For truth and liberty blesses life of us.

This soul maternal, passion to create

New life and guide it into happiness,

Is Mother Mary of all tenderness,

All charity, all vision, rises up

From its obscurity and primal force

Of romance, passion and the child, to realms,

Democracies, republics; never flags

To make them brighter, freer, so to spread

Its ecstasy to all, and take in turn

Redoubled ecstasy! The tragedy

Is that this Elenor for her mother gift

Is cursed and tortured, sent a wanderer;

And in her death must find much clinging mud

Around the pearl of her. If that be mud,

Which we have heard, around her, is it mud

That weights the soul of America, the pure

Dream of our founders? Larger Athens, where

All things should be heard gladly and considered,

And men should grow, be forced to grow, because

Not driven or restrained by usages,

Or laws of mad majorities, but left

At their own peril to work out their lives....

Well, gentlemen, I'll tell you what I've learned.

What is a man or woman but a sperm

Accreted into largeness? Still a sperm

In likeness, being brain and spinal cord,

Fed by the glands, the thyroid and the rest,

Whose secrets we are ignorant of. We know

That when they fail our minds fail. But the glands

Are visible and clear: but in us whirl

Emotions; fear, disgust, murder or wrath,

Traced back to animals as moods of flight

Repulsion, curiosity, all the rest.

Now what are these but levers of our machine?

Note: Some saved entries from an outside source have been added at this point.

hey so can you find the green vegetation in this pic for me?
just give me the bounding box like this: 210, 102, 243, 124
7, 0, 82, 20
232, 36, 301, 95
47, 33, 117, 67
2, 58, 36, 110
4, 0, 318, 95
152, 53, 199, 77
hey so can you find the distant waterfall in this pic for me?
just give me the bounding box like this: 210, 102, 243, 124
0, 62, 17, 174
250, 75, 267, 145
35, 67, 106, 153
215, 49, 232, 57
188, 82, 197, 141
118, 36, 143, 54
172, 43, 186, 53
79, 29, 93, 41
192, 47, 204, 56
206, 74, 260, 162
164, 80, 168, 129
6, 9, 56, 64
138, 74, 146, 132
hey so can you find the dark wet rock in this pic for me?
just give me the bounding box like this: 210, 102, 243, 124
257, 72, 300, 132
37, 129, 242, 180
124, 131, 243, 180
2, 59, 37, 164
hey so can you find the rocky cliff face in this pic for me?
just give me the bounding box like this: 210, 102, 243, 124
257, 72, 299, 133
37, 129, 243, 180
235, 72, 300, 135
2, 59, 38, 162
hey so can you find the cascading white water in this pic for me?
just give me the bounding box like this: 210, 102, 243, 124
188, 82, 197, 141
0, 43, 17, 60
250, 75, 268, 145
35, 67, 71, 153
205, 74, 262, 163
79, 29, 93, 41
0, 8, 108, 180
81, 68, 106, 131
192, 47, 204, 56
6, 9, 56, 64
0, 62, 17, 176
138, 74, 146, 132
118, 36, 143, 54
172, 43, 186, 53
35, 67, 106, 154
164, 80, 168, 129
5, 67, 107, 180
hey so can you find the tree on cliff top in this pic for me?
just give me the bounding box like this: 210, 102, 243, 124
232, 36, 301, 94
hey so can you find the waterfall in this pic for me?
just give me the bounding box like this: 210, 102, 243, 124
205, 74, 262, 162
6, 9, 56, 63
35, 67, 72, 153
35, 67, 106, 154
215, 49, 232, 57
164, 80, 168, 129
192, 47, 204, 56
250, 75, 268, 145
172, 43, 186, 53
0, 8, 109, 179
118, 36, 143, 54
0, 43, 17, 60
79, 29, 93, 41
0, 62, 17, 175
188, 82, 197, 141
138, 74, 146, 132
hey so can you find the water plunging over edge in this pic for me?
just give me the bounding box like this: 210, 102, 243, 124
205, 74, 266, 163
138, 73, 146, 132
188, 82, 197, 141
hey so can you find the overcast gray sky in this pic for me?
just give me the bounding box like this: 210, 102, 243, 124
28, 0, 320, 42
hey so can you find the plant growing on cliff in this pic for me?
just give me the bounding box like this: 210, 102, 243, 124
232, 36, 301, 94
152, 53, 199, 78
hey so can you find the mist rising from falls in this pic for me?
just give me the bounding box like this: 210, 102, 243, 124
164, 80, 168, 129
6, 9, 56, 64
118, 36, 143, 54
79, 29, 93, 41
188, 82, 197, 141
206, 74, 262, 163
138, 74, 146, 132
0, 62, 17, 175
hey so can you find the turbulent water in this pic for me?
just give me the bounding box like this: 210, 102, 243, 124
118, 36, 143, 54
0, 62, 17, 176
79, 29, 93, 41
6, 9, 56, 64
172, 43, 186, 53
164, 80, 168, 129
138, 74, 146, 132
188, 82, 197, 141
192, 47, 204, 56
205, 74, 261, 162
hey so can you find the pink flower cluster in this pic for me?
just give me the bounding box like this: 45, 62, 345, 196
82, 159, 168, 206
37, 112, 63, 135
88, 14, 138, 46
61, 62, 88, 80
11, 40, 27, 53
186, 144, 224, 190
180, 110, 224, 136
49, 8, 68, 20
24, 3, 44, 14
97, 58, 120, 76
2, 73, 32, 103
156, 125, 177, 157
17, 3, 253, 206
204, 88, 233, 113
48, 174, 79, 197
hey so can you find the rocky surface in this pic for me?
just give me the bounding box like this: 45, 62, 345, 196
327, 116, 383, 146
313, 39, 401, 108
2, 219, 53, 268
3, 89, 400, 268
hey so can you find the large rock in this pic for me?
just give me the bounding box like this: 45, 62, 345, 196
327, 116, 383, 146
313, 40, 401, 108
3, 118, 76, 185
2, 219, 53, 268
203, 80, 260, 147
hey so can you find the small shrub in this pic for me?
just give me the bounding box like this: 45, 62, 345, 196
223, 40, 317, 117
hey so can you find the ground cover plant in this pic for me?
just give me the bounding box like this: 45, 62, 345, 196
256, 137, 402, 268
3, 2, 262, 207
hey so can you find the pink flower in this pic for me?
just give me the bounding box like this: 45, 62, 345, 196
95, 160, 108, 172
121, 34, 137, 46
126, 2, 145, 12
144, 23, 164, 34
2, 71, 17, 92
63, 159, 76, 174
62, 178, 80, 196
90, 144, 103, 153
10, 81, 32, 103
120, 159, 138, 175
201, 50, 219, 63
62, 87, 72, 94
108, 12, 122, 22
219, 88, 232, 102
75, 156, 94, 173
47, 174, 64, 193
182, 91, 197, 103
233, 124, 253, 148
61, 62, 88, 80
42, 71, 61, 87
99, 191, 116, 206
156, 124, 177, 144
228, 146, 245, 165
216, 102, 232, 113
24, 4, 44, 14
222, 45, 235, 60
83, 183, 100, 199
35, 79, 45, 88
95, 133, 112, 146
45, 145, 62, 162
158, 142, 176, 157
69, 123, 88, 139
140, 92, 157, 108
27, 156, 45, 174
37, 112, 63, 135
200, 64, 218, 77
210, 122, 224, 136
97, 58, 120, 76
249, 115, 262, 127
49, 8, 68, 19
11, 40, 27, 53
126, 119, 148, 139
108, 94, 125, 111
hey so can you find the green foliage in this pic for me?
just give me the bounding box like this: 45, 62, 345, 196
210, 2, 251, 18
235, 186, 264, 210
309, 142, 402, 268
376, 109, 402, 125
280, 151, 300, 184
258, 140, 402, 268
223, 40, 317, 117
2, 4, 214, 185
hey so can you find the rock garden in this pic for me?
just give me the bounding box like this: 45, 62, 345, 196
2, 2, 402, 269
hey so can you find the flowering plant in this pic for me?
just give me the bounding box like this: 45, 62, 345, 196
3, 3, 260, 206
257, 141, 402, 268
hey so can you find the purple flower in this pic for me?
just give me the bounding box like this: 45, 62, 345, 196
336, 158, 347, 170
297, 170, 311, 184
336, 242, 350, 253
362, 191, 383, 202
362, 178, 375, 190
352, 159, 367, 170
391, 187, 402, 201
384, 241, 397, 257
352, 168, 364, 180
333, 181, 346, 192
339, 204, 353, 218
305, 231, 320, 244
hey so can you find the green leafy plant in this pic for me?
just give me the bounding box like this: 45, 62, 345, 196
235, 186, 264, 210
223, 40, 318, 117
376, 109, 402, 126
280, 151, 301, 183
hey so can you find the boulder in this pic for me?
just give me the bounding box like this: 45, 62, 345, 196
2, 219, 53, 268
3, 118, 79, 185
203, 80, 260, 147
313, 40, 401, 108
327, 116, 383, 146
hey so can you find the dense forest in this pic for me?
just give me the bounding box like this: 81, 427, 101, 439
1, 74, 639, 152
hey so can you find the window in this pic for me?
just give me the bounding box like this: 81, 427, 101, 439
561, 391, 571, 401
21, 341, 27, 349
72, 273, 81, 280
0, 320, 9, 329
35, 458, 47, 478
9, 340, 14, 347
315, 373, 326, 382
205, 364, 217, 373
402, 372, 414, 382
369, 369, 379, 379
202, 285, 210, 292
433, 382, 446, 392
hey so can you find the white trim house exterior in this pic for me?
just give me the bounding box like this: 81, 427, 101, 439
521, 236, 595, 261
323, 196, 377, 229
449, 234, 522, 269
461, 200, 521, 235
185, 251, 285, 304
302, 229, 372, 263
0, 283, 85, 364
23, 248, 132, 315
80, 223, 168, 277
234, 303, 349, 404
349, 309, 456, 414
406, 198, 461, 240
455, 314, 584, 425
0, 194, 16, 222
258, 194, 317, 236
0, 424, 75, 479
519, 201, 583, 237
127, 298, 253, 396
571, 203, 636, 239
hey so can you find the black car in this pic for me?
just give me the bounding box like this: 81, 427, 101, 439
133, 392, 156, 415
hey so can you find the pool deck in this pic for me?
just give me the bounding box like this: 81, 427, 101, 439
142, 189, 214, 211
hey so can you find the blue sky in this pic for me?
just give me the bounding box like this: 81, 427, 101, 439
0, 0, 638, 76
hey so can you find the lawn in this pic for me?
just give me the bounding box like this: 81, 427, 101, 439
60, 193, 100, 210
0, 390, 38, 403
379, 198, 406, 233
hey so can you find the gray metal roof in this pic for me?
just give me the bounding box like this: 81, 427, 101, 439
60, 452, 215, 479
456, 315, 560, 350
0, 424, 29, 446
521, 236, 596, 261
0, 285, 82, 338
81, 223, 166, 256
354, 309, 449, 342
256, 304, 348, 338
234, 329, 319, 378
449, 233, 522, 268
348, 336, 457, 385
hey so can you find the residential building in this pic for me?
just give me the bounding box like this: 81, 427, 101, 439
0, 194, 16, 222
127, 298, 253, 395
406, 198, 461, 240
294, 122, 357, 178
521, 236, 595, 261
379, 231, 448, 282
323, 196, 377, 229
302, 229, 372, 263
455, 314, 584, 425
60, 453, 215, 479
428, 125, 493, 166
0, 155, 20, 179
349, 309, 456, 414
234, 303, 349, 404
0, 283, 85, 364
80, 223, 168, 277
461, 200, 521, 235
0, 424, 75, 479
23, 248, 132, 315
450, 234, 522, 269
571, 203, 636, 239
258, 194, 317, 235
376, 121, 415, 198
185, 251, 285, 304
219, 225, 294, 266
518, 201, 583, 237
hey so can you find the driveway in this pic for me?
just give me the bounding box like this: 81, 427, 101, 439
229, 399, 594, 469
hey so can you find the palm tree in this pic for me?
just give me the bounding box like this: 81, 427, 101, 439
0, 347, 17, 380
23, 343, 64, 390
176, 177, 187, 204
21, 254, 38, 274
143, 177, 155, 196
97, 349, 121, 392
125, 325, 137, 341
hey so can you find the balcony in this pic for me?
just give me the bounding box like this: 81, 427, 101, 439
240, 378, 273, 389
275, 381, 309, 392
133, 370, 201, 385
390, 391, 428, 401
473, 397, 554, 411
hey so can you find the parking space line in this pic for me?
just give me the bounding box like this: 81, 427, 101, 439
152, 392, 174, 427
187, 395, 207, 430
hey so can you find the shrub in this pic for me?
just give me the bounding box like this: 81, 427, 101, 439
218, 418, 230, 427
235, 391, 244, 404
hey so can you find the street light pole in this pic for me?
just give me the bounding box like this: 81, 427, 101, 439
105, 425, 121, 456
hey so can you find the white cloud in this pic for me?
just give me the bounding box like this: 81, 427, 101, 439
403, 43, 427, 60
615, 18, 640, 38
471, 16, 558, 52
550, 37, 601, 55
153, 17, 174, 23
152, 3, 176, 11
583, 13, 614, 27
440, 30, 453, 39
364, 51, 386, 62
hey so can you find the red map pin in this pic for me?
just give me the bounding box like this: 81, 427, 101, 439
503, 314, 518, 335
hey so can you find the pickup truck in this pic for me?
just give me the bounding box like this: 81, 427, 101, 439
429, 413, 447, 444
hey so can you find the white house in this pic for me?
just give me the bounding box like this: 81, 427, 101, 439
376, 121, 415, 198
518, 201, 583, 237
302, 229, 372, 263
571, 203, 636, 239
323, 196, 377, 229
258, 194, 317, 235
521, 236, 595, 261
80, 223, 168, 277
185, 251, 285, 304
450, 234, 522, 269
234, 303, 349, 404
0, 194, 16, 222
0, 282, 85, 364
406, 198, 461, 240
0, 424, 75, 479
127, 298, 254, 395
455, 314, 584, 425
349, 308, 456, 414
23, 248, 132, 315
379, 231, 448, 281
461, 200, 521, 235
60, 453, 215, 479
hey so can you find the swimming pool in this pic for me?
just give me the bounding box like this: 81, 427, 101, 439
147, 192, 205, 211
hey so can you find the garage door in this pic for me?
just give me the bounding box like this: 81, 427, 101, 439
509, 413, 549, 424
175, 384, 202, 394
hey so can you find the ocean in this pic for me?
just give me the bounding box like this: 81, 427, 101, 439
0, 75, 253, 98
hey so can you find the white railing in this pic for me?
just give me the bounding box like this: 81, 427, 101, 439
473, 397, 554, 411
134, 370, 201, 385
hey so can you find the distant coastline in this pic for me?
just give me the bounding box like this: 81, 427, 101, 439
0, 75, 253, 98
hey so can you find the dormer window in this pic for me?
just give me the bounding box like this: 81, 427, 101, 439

Elenor Murray teaches this to me:

Build up a science of these levers, learn

To handle fear, disgust, anger, wonder.

They teach us physiology; who teaches

The use of instincts and emotions, powers?

All learning may be that, but what is that?

Why just a spread of food, where after nibbling

You learn what you can eat, and what is good

For you to eat. You'll see a different world

When this philosophy of levers rules.”...

Then Merival tacked round and said: “I'll show

The riffles in my life from Elenor Murray:

The politicians give me notice now

I cannot be the coroner again.

I did n't want to be, but I had planned

To go to Congress, and they say to that

We do not want you. So my circle turns,

And riffles back to breeding better hogs,

And finer cattle. Here's the verdict, sign

Your names, and I'll return it to the clerk.